Alcool après 35 ans : le regard d’une naturopathe spécialisée en périménopause
- Alix d'Antras

- il y a 2 heures
- 2 min de lecture

Après 35 ans, beaucoup de femmes remarquent un changement subtil… mais réel.
Des verres qui passaient sans difficulté auparavant semblent soudain :
plus difficiles à digérer,
responsables d’un sommeil agité,
ou suivis d’une fatigue inhabituelle.
En tant que naturopathe spécialisée dans l’équilibre hormonal et la périménopause, j’observe ce phénomène très fréquemment en consultation.
Et non, ce n’est pas « dans la tête ».
Pourquoi l’alcool est moins bien toléré après 35 ans ?
Il ne s’agit pas d’un foie soudainement fragile, mais d’une évolution physiologique normale.
À partir de la trentaine avancée, le corps change progressivement de priorités :
le système hormonal devient plus fluctuant,
les surrénales sont plus sollicitées par le stress,
les capacités de récupération baissent légèrement.
Le foie, lui, se retrouve au centre de plusieurs missions essentielles :
métabolisation des hormones (œstrogènes, progestérone),
gestion du stress oxydatif,
élimination des toxines,
régulation de la glycémie.
Lorsque l’alcool s’ajoute — même occasionnellement — il devient une charge supplémentaire pour un organisme déjà très mobilisé.
Ce que j’observe souvent en consultation de naturopathie en périménopause
Chez de nombreuses femmes entre 35 et 50 ans, l’alcool peut accentuer :
un sommeil plus léger ou haché
une récupération plus lente
des cycles menstruels plus irréguliers ou plus inconfortables
une fatigue diffuse difficile à expliquer
parfois plus d’irritabilité ou de brouillard mental
L’alcool n’est pas “toxique” au sens moral du terme.Mais d’un point de vue physiologique, il agit comme un facteur perturbateur dans un système hormonal déjà plus sensible.
Faut-il arrêter complètement l’alcool en périménopause ?
Pas nécessairement.
En naturopathie, l’objectif n’est pas l’interdiction stricte, mais la compréhension du fonctionnement du corps.

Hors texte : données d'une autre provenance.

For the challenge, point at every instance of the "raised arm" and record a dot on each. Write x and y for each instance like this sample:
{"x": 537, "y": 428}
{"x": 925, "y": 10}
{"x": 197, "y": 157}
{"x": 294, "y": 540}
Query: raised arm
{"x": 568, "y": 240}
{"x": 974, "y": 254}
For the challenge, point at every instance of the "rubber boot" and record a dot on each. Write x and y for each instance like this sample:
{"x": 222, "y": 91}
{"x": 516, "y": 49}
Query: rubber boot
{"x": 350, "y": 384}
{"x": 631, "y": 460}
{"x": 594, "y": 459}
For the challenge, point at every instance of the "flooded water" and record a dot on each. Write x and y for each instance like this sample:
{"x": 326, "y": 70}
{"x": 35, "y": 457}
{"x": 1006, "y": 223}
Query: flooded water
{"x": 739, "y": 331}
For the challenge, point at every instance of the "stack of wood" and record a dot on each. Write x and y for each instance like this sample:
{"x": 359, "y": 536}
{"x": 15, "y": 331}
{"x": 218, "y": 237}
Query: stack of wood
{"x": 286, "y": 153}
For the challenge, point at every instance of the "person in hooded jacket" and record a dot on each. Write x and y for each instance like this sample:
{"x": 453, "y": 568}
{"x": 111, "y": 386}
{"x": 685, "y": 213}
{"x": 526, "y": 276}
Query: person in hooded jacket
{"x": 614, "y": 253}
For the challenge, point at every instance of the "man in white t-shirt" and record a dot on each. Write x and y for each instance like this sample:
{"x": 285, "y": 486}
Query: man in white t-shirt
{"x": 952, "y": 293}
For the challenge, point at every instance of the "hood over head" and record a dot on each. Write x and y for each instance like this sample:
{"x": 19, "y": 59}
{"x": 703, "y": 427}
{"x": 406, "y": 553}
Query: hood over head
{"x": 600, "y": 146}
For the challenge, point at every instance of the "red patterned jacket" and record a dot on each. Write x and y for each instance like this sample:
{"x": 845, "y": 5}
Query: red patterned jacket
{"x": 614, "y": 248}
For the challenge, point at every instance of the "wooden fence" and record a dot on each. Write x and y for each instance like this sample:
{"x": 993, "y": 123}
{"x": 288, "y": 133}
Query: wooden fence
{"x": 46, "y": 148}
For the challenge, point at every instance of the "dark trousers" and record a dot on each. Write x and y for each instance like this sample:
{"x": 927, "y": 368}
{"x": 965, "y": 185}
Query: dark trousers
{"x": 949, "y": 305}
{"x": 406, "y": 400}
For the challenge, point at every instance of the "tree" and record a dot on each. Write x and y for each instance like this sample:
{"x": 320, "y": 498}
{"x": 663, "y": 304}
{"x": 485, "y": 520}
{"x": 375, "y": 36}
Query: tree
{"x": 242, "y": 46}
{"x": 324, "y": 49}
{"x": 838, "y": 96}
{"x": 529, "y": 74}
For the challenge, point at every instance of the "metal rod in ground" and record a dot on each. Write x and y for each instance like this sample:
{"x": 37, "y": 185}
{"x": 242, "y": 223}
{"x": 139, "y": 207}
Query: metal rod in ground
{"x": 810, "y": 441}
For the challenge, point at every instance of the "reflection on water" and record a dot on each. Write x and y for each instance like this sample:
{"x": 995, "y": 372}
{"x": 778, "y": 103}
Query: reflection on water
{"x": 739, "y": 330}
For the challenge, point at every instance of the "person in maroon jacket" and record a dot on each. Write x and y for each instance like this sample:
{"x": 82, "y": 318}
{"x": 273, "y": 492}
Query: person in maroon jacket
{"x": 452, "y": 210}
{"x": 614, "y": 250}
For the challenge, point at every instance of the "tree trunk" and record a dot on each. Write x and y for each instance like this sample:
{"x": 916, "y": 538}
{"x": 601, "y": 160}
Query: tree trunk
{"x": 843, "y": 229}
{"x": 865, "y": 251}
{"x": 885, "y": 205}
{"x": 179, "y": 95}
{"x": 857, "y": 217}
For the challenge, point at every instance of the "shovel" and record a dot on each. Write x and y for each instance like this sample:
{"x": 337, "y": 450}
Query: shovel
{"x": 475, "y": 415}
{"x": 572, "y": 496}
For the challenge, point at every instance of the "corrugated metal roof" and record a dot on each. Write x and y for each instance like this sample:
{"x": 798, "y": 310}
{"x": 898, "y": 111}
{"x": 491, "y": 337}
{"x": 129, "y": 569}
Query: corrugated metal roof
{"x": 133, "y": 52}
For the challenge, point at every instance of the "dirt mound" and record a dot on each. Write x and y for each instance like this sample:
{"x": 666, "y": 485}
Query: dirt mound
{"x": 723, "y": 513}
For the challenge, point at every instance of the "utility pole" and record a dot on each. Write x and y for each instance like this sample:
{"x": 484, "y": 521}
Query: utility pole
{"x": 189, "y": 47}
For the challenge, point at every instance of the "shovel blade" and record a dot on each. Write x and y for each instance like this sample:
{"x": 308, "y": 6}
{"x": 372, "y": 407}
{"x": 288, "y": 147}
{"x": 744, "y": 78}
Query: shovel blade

Réduire l’alcool — même temporairement — peut parfois suffire à observer :
une amélioration du sommeil,
une énergie plus stable,
des cycles plus réguliers,
moins de syndrome prémenstruel.
Il s’agit surtout de passer de :« Mon corps supportait ça avant »à« Mon corps a évolué, et ses besoins aussi ».
L’approche naturopathique : faire des choix éclairés, pas culpabilisants
Plus on comprend sa physiologie hormonale, plus on peut :
adapter ses habitudes,
respecter ses limites actuelles,
prendre soin de son énergie,
sans culpabilité,
sans rigidité.
C’est exactement le rôle d’une naturopathe spécialisée en périménopause : aider à décrypter les signaux du corps pour retrouver un équilibre durable.